We are now about three months before the election. Last week's conclusion of the Democratic Party convention yielded the predictable result of Hillary Clinton officially becoming the Democratic candidate for president. Coming as it did in the week after the Republican Party convention produced the corollary result with Donald Trump, it seemed that the time had arrived for a piece of reasonable analysis that would compare the two candidacies.
The "reasonable" part of that is what has stymied me.
Clinton is a conventional candidate; some will find this comforting, to others it will be disturbing. Trump is unconventional; like the splitting of an amoeba, his unconventionalities multiply, and yet remain oddly similar. Clinton can expound in wonkish detail on almost any subject under the sun; Trump's grasp of details is ephemeral at best.
But the truth is -- Trump is wildly different, and therefore much more entertaining. He is the anti-wonk and the anti-factual. He does not embrace analytical integrity -- at least not publicly -- and so at this stage in the election it would be an exercise in futility to attempt to submit his candidacy to critical analysis.
Emboldened with that epiphany, the encumbrance of analytical integrity has fallen away. Fortunately, something robust and consequential has taken its place: It is our old friend History.
Trump might be different, but he has happened before. Here in the United States of America. In a presidential election. Not exactly in the same way, of course, but with startling similarities. History does not repeat itself, but the same tune can be played by one band at one time and then picked up a hundred years later by another band, adapted for contemporary tastes and played again.
In this case, over a century-and-a-half has passed since the election of 1856. The nation was politically-split at that time by several domestic social and economic issues. The electorate and the candidates held polarizing and deeply-felt opinions. At that time, slavery was the paramount issue. But there were others.
There were three main candidates for president, and five political parties, in the election of 1856. James Buchanan, the nominee of the Democrats, won the election with policies that tolerated slavery.

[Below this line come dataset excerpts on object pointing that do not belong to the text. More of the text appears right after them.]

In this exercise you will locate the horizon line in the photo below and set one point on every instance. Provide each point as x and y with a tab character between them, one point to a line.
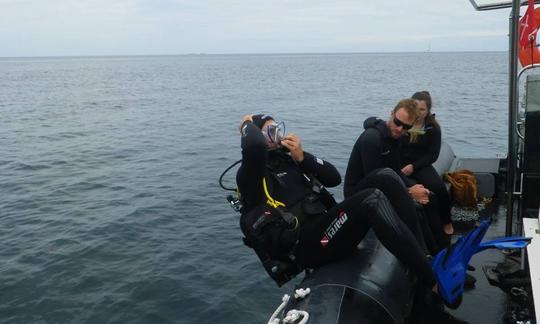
253	53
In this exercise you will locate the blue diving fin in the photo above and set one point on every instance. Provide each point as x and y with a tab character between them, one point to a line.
450	265
511	242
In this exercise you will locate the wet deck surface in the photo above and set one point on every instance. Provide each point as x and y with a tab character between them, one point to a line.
486	304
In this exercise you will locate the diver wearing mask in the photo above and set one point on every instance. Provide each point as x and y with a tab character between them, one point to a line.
293	223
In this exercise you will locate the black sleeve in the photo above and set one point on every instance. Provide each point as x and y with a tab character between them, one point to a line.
432	150
324	171
253	168
370	146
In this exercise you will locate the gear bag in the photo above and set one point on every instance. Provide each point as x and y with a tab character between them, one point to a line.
464	187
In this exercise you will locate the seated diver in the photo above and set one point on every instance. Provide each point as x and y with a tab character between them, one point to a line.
293	223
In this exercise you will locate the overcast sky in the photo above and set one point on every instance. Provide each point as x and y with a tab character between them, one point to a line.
117	27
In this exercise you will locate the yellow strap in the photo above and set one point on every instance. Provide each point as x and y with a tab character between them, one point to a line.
271	201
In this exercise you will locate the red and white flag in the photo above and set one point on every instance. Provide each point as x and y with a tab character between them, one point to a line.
527	26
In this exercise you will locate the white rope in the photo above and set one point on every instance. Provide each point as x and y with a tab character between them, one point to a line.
293	315
284	301
301	293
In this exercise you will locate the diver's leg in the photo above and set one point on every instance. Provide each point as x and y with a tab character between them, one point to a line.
346	224
428	177
394	189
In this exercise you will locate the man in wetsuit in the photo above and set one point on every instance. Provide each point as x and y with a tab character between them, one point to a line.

John C. Fremont, the first Republican nominee for president, also was nominated by and supported by the anti-slavery Northern American Party. Former president Millard Fillmore was the nominee of the American Party and was endorsed by the Whig Party.
While the other political parties had been largely consumed with issues around how to expand, contain, diminish or eliminate slavery, the American Party (originally the Native American Party) had for the prior several years been occupied with promoting an anti-immigrant and anti-Catholic agenda, largely in state and local politics and congressional elections. The goal was to retain, recover and rebuild the purity of America's social structure, mostly by saving it from incoming foreign influences.

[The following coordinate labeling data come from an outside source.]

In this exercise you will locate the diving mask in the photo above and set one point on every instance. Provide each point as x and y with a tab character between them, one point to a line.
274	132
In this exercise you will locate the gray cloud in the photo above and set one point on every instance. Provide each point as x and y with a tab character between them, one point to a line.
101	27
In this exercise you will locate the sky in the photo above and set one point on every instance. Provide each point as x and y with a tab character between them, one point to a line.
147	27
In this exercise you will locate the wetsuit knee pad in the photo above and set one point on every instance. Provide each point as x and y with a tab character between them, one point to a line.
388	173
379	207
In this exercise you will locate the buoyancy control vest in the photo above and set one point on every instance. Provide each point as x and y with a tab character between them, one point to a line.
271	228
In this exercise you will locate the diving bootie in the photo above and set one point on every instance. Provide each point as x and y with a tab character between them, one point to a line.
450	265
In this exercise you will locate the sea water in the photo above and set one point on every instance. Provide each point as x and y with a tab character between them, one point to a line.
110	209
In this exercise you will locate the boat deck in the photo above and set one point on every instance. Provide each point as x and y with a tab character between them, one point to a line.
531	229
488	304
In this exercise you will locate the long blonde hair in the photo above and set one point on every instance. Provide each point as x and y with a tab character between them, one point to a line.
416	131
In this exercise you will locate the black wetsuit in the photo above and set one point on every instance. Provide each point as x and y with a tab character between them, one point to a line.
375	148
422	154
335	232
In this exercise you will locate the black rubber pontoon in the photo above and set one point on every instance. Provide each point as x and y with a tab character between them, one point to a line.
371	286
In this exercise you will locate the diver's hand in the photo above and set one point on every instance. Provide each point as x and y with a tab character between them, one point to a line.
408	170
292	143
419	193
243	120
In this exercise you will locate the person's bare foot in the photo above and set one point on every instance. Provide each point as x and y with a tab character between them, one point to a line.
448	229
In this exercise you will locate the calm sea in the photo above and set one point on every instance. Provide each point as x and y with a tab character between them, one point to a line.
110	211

The decade of the 1840s was one of vastly increased immigration into the United States, largely of Irish and German Catholics. Much of the established Protestant Anglo-Saxon population of the country resented the ways in which the recently-arrived people were changing the nature, appearance and customs of the nation.
Catholicism, though always present, was now considered by the American Party to be a danger to the republic because of the numbers of arrivals from Europe. Adding to the apparent danger was the perception that the Pope was executing a secret religious-political agenda, and immigration to America provided him with tools to further that agenda. The immigrants increased the competition for jobs, too.

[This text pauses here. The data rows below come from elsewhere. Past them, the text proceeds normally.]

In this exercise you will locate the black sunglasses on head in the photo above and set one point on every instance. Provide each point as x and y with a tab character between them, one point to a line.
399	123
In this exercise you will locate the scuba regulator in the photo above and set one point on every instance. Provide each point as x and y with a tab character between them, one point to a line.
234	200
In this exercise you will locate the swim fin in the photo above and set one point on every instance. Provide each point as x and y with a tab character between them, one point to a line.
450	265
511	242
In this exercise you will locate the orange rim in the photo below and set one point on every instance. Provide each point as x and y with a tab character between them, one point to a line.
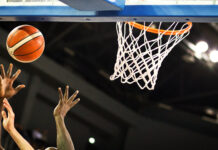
157	31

Does any of this sound familiar? If the national and religious identities are changed, does all of it sound familiar?
Despite its populist appeal and rapid growth in adherents, the American Party withered quickly after the election of 1856. It disappeared and was largely forgotten. Also largely forgotten was the more common name of the American Party, one which was embraced by the party's membership as well as by its opponents.
It was called the Know-Nothing Party.